Lundi 21 janvier 11h30. Louisa Maaref, chargée des sports de la section de Dijon, et moi-même nous rendons à Chevigny Saint-Sauveur, bourgade de l’agglomération dijonnaise, haut lieu du karaté en Bourgogne. Louisa sait tout ce qui se passe dans le domaine du football, mais pas seulement : c’est elle qui a introduit la Licra auprès des karatékas, et en novembre 2012 nous avons signé une convention de partenariat semblable à celle qui nous lie au club de football, le DFCO.
Nous sommes accueillis par Raymond Ravassaud, président de la Ligue de Bourgogne de Karaté, et Franck Picard, président du Comité départemental de Côte d’Or : Raymond, tout en rondeur, intarissable, respirant la jovialité et la bonté ; Franck, grand, mince, souriant, la parole précise, la gentillesse personnifiée – mais tous les deux quatrième dan. Ils nous font un portrait circonstancié du karaté, chacun ajoutant à la parole de l’autre. Le contexte matériel d’abord : l’énorme bâtiment qui nous accueille a été inauguré en 2007, et peut abriter 1300 spectateurs, il est sans équivalent en France. A la disposition des 5000 licenciés bourguignons (2200 dans le département) rassemblés en une centaine de clubs, il fonctionne pour ainsi dire en non stop, ouvert à de multiples activités, sportives, sociales et culturelles, remplissant ainsi pleinement la mission de service public qui est celle de la Fédération. Nous évoquons cette mission, et puis (la transition vient d’elle-même) nous passons à ce qu’est, dans sa spécificité, le karaté. Nos interlocuteurs se font lyriques, remontant jusqu’à la Chine médiévale. Pourtant, par-delà ce folklore oriental, la vérité du karaté n’est-elle pas aujourd’hui seulement celle de la compétition, avec ses bons et ses mauvais côtés. Mais Raymond et Franck n’en démordent pas : c’est plus compliqué, il y a un esprit spécifique du karaté. Le pratiquant n’a pas en face de lui un adversaire mais un partenaire, le karaté do, la voie du karaté veut dire que le combat est d’abord contre soi-même, contre le destin, et que celui qu’on rencontre sur le dojo est l’indispensable interlocuteur pour aider à affronter l’inéluctable. Si l’on comprend ça, enchaîne Raymond, on comprend aussi que le karaté est bien davantage qu’un sport de combat, il ne s’agit pas même d’y libérer son agressivité (est-ce qu’on fait jamais cela, d’ailleurs ?) mais de trouver au fond de soi, au-delà de soi, un registre sans limite d’affirmation.

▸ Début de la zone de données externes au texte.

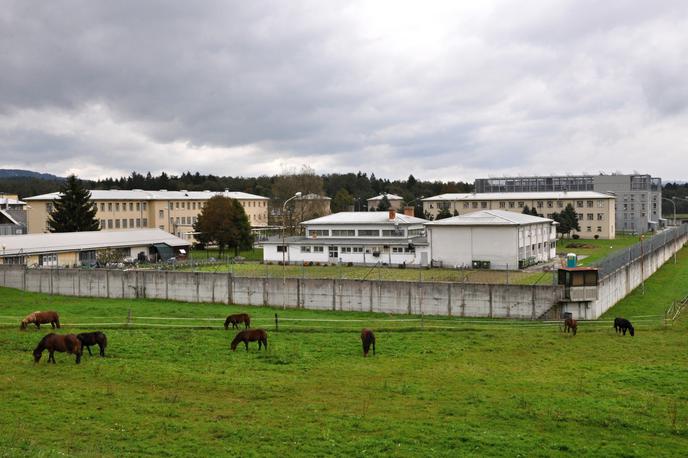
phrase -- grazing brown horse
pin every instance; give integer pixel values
(236, 319)
(58, 342)
(92, 338)
(570, 325)
(368, 339)
(39, 318)
(251, 335)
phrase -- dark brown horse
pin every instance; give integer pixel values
(368, 339)
(236, 319)
(58, 342)
(570, 325)
(621, 325)
(92, 338)
(251, 335)
(39, 318)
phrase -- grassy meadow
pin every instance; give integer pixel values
(481, 388)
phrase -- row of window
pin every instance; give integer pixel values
(123, 223)
(363, 232)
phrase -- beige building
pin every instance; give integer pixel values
(596, 211)
(172, 211)
(394, 201)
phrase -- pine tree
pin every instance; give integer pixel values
(224, 223)
(73, 211)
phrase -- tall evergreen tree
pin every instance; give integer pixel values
(73, 211)
(224, 223)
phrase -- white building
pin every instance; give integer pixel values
(366, 238)
(501, 238)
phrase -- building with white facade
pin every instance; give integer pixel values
(364, 238)
(491, 239)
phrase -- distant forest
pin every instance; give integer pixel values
(355, 187)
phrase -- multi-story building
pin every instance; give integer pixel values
(595, 210)
(172, 211)
(366, 238)
(394, 201)
(12, 215)
(638, 196)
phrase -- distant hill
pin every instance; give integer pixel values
(17, 173)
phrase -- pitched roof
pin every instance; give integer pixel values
(139, 194)
(490, 218)
(389, 197)
(551, 195)
(76, 241)
(353, 218)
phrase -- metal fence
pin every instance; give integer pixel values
(643, 248)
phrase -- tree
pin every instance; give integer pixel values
(384, 204)
(224, 223)
(342, 201)
(73, 211)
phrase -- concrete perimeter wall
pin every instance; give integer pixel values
(429, 298)
(619, 283)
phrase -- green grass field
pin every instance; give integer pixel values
(485, 388)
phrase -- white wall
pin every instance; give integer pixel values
(461, 245)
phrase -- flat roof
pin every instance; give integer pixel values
(139, 194)
(551, 195)
(353, 218)
(78, 241)
(490, 218)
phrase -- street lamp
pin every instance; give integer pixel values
(284, 250)
(674, 204)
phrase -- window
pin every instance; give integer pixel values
(48, 260)
(318, 232)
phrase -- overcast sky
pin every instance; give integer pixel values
(448, 90)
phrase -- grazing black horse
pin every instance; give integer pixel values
(368, 339)
(92, 338)
(571, 325)
(621, 325)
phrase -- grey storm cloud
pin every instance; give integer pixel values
(447, 90)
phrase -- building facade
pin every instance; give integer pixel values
(362, 238)
(596, 211)
(638, 196)
(72, 249)
(394, 201)
(492, 239)
(172, 211)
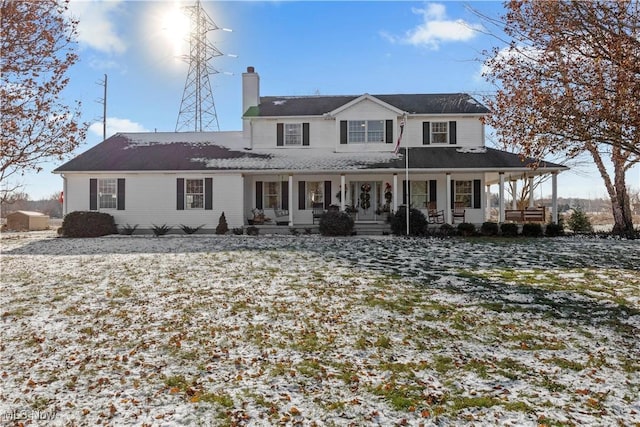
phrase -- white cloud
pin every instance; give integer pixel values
(436, 28)
(115, 125)
(96, 28)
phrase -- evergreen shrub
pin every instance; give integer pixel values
(88, 224)
(579, 222)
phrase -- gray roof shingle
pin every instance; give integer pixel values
(447, 103)
(206, 152)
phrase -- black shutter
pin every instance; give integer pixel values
(327, 194)
(453, 193)
(120, 203)
(93, 194)
(284, 187)
(258, 194)
(180, 194)
(301, 197)
(476, 194)
(343, 131)
(280, 134)
(208, 194)
(406, 189)
(453, 138)
(305, 134)
(433, 188)
(426, 133)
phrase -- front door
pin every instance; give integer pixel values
(366, 199)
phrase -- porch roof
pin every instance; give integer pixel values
(208, 152)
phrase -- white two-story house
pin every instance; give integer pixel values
(369, 153)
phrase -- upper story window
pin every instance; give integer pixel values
(293, 134)
(439, 132)
(107, 193)
(194, 193)
(363, 131)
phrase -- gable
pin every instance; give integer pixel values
(366, 106)
(447, 103)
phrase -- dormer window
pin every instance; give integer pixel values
(363, 131)
(439, 132)
(292, 134)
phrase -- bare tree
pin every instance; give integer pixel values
(569, 82)
(37, 39)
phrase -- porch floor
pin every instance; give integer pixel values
(361, 229)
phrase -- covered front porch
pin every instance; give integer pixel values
(298, 200)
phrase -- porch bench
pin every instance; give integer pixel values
(536, 214)
(513, 215)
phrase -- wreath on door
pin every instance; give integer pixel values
(365, 197)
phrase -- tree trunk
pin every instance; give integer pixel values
(620, 204)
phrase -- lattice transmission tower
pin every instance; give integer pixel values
(197, 109)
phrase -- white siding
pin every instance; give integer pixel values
(325, 133)
(151, 199)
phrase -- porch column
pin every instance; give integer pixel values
(395, 192)
(448, 204)
(343, 193)
(290, 197)
(487, 202)
(554, 197)
(531, 195)
(501, 197)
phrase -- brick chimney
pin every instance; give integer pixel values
(250, 96)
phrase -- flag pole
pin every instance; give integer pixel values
(406, 184)
(403, 123)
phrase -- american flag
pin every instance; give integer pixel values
(402, 123)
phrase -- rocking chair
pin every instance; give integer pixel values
(434, 216)
(458, 212)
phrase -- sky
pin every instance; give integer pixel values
(298, 48)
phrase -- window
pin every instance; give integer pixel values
(271, 194)
(361, 131)
(293, 134)
(107, 194)
(464, 193)
(419, 194)
(194, 193)
(315, 193)
(439, 132)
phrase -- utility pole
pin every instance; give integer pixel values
(197, 109)
(103, 100)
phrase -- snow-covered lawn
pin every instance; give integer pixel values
(288, 330)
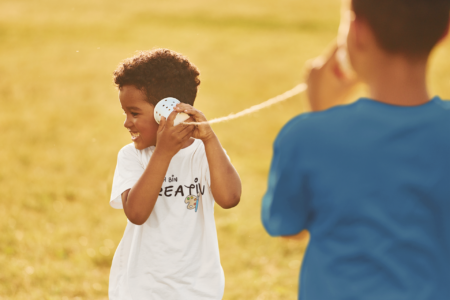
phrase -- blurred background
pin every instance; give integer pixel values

Or, demandent-ils tous les deux, n’en va-t-il pas ainsi de la lutte contre le racisme, découvrir en l’autre celui qui va nous aider à surmonter les pulsions négatives ?
Nous abordons alors – mais la voie est désormais toute tracée, c’est celle du karaté – la dernière partie de notre entretien, celle du militantisme : comment concrétiser notre convention, affirmer entre la Licra et le karaté bourguignon ce qui est donc, au fond, la leçon du karaté bien compris, réaliser notre partenariat. L’idée féconde espérons-nous, à l’appui de laquelle je mentionne encore une conversation récente avec Madame Faucheux, Recteure de Dijon, est d’aller dans les quartiers, dans quelques écoles, et de porter à propos du racisme et de l’antisémitisme la leçon du karaté : de faire valoir, prononcé par ceux qui pratiquent le karaté, que l’autre est celui qui me secourt. Que, moi combattant je combats en moi ce qui m’empêche d’être moi ; que lui est celui qui pour ce combat m’est indispensable. Qu’il est moi-même, moi-même comme un autre.
Petites colonnes Le karaté remonte au Moyen Age en Chine. Puis l’étape décisive est sur l’île d’Okinawa dont la population paysanne cherche à résister à l’invasion japonaise. Gichin Funakochi codifie les règles du karaté shotokan, mains nues, qui va ensuite s’introduire au Japon.